The new strain of COVID-19 is out of control and people need to behave as if they already have the virus, especially in the new Tier 4 areas of England, Health Secretary Matt Hancock has warned.
The five-day Christmas bubble period has been reduced to just Christmas Day for England, Wales and Scotland – and scrapped completely for areas in England under new Tier 4 rules – but remains in Northern Ireland.
The new tough coronavirus measures – which MPs will vote on in January – affect those in London, most of the South East, and many areas of eastern England.
Mr Hancock said everybody was looking forward to Christmas, but the new infectious and rapid-spreading new strain “was out of control” and the government had to act “quickly and decisively”.
He suggested the strengthened measures could be in place for months, telling Sky’s Sophy Ridge on Sunday: “It (the new strain) is an enormous challenge, until we can get the vaccine rolled out to protect people. This is what we face over the next couple of months.”
He added: “Everybody, particularly people in Tier 4 areas, needs to behave as if they might well have the virus – that is the only way we are going to get it under control.”
He said controlling the new strain of COVID-19 is “more important now than ever”, that people stick to the rules and reduce social contact “because this is deadly serious”.
“This is a deadly disease, we need to keep it under control, and it has been made more difficult by this new variant.”
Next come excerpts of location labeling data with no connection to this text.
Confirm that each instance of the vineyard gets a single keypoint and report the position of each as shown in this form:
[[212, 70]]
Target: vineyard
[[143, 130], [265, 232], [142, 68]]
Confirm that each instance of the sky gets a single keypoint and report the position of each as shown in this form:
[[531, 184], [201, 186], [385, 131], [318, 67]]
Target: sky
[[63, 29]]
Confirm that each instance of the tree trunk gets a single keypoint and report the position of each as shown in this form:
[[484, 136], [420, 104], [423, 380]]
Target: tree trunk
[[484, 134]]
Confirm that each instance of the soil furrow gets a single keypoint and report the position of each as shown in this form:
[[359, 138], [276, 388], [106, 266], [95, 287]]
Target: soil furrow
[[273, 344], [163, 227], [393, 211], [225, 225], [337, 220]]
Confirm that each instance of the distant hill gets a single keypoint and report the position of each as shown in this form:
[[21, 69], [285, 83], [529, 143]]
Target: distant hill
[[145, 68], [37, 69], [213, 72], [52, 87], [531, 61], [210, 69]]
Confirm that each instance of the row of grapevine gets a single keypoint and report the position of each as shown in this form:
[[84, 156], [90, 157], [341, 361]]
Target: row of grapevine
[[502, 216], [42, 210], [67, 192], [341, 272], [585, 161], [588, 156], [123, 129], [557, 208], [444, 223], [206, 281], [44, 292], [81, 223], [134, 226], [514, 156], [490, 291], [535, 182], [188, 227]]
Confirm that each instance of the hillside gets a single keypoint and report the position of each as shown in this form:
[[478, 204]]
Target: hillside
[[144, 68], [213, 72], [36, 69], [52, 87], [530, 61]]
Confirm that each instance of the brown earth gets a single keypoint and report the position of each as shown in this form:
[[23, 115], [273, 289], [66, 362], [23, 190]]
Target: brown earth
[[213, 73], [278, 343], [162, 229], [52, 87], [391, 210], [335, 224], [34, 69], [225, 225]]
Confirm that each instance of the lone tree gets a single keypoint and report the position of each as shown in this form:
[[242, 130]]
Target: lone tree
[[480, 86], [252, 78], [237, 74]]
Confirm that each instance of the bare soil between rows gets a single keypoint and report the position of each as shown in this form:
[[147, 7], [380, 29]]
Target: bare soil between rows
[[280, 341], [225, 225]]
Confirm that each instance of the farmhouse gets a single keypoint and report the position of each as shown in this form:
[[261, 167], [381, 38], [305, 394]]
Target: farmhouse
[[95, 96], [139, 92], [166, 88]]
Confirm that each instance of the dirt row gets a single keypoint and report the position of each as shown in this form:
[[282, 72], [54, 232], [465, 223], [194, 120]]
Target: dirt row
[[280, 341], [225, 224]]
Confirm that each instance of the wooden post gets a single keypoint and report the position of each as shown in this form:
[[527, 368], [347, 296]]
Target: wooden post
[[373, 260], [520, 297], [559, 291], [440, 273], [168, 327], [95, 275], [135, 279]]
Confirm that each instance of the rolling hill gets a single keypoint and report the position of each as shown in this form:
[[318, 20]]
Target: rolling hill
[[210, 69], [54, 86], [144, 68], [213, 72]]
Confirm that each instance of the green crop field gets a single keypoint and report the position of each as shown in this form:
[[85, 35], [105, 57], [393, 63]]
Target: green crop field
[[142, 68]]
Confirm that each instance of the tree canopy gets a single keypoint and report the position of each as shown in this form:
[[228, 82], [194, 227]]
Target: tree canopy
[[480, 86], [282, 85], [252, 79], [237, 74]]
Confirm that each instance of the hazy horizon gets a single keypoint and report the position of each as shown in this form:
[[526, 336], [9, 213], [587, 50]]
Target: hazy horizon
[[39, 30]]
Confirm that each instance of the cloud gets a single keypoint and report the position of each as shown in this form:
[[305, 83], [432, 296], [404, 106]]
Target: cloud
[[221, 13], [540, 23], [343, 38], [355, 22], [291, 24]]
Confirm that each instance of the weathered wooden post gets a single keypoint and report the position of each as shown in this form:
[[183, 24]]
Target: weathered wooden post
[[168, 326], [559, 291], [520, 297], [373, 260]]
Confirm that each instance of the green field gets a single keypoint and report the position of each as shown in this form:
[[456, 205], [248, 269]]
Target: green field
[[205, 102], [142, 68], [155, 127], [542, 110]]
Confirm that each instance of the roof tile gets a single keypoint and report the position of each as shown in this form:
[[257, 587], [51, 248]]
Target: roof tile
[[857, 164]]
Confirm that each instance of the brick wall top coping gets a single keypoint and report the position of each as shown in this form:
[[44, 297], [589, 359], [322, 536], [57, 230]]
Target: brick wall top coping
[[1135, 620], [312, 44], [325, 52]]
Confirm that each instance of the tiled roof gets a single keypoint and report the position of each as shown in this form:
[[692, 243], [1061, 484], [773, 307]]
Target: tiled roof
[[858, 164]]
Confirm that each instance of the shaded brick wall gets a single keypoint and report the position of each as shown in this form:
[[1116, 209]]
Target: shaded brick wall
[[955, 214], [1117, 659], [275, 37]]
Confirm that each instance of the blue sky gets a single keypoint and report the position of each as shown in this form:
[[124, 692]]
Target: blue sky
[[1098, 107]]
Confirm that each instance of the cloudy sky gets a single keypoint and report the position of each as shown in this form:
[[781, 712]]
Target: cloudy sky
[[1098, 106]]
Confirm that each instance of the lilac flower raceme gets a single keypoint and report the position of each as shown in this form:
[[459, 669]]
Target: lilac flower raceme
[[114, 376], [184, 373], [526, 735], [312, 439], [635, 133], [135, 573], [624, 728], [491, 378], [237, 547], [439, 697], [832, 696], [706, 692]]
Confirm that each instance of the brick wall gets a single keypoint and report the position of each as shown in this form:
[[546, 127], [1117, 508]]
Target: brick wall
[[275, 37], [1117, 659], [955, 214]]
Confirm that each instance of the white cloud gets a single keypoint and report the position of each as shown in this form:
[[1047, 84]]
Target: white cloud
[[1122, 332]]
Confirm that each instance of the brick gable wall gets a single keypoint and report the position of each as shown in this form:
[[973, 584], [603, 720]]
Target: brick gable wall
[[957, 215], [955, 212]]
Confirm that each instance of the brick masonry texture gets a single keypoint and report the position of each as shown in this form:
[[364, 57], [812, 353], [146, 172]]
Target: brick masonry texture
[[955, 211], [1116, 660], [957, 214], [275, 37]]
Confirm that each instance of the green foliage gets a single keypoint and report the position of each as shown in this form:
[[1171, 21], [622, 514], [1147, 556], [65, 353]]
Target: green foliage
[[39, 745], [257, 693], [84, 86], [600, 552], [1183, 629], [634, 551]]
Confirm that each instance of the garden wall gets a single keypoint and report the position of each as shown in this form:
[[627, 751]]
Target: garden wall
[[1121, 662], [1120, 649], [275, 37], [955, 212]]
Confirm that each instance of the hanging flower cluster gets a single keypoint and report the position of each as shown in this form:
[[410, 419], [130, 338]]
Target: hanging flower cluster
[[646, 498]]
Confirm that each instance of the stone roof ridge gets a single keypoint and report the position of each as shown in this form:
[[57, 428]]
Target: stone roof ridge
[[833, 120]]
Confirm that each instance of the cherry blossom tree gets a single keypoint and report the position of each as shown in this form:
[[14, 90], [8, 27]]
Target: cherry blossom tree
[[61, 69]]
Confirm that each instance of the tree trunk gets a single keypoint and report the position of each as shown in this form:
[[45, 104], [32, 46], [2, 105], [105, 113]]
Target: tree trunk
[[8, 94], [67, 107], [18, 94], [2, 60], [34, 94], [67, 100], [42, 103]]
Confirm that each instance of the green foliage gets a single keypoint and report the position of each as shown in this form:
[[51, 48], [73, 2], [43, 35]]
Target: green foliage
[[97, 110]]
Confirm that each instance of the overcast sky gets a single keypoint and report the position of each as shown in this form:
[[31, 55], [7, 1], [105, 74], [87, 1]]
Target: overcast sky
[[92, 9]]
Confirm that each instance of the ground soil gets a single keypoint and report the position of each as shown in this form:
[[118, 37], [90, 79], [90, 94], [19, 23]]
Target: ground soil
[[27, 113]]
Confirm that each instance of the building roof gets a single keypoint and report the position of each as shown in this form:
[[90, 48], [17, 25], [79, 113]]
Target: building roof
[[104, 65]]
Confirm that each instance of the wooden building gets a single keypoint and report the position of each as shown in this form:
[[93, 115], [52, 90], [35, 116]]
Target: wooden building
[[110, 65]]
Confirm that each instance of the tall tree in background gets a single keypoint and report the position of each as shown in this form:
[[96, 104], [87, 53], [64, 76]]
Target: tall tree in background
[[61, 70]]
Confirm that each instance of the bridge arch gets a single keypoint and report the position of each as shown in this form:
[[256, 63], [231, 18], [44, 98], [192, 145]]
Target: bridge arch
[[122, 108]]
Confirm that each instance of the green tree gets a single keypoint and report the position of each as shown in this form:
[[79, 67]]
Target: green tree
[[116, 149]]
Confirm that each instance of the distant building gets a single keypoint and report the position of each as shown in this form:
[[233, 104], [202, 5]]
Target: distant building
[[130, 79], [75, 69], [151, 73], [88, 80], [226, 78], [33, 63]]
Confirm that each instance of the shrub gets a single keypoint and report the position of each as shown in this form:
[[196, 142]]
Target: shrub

And he said scenes of people queueing at train stations, rushing to leave London before the new measures came into force this morning, was “totally irresponsible behaviour”.
Asked why the prime minister announced the Christmas relaxation rules weeks ago, when there was a chance he would have to renege on his promise, Mr Hancock said: “Because we understand, I understand, how important Christmas is to people.
“I understand how people feel. I had to call my mum last night and say, ‘We are not going to see each other over Christmas’.”
He said ministers had no choice but to act – effectively cancelling Christmas for millions of people – after being presented with the new scientific evidence on Friday afternoon.
Mr Hancock said cases have “rocketed” during the last few days and warned keeping the new variant under control until a vaccine has been rolled out would be “very difficult”.
“As of 8 o’clock yesterday morning 350,000 people have been vaccinated. We plan by the end of the weekend to have something around the half-million mark.”
“So we can see the way out through this but it is going to be a difficult few months,” he added.
Labour leader Sir Keir Starmer accused Boris Johnson of “gross negligence” and said the prime minister should apologise for his handling of the pandemic.
He said the British people were paying the price for the PM’s “incompetence” and that Mr Johnson’s “indecision” and “weak leadership” was “costing lives and costing jobs”.
Mayor of London Sadiq Khan said he supported new restrictions being placed on the capital but criticised the government’s “incompetent” handling of the pandemic and accused it of giving people “false hope” over Christmas.
Mr Khan told Ridge: “All this was conceivable. What people want is clarity – instead what we got was stop-start change, marching us up a hill, then marching us down, marching us back up the hill, then marching us down again.”
He said the capital had experienced “the worst year we’ve had since the Second World War”.
British Medical Association (BMA) council chair, Dr Chaand Nagpaul, said the planned five-day Christmas relaxation had not followed the science on the new variant, which he said “was spreading week-on-week” when the five-day rules were announced by the PM.
He told Ridge: “Last Wednesday, before the new variant was announced, it was obvious that the infection was spreading at a dangerous level, the NHS was in a dangerous state.”
But Dr Susan Hopkins, of Public Health England, said the estimate that the new variant was up to 70% more transmissible was only confirmed on Friday.
She said it had spread to other parts of the UK, but in smaller amounts than London, Kent and parts of Essex, adding that there was no evidence it was causing a disproportionate number of hospital admissions.